Ciudadanía puede convertirse en un libro con un índice que cumplir, o bien puede llegar a ser un buen referente de debate, puede que el único dentro de un amalgama educativa que procura bastantes fracasos, no sólo académicos sino también personales. Me gustaría saber qué profesores o colegios están dispuestos a romper la monotonía, a guardar el cumplimiento de los objetivos en un cajón, dejar a un lado la evaluación prevista y obviar los apuntes, y todo ello para hablar de un aspecto de la actualidad. Seguro que pueden darse sorpresas: o se establece un intenso diálogo, o bien se forma una algarabía de difícil control.
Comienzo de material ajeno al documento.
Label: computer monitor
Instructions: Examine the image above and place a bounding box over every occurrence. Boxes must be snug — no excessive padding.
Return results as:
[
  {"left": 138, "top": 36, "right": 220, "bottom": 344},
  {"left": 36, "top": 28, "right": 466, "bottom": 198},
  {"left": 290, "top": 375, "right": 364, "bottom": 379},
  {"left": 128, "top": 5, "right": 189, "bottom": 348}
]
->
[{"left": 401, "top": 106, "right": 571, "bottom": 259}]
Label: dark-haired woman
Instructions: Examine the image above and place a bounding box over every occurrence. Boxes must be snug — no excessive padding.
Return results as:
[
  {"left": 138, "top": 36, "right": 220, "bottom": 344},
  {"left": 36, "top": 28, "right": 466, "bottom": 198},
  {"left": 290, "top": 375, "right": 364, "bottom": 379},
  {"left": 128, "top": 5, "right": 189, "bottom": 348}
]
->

Sea lo uno u lo otro, el asunto es que la asignatura, al final, tendrá un examen, y ahí se conocerá hasta qué punto existe un nivel de satisfacción o lo contrario.

Todavía recuerdo que don Gerardo Martinón, el director del Instituto, nos sacaba de la clase para llevarnos a su despacho enmoquetado, con olor a colonia, para oír la voz de Pablo Neruda por los altavoces del aparato de música. El gesto del profesor de Literatura significaba, de cara a nosotros, una muestra de confianza al compartir su espacio de autoridad; también era la distracción, la novedad, frente a la rutina; suponía además una forma diferente de aprender, de oír la voz del poeta, y finalmente todos nos quedábamos un poco transpuestos al ver al elegante don Gerardo envuelto en el humo de su cigarrillo, casi perdido en un espacio que todos queríamos tocar. Seguro, pensábamos, que se trataba del peso de la poesía, de su capacidad de transportar. Ya el resto del día nos parecía un aburrimiento, un insulto para la feroz adolescencia.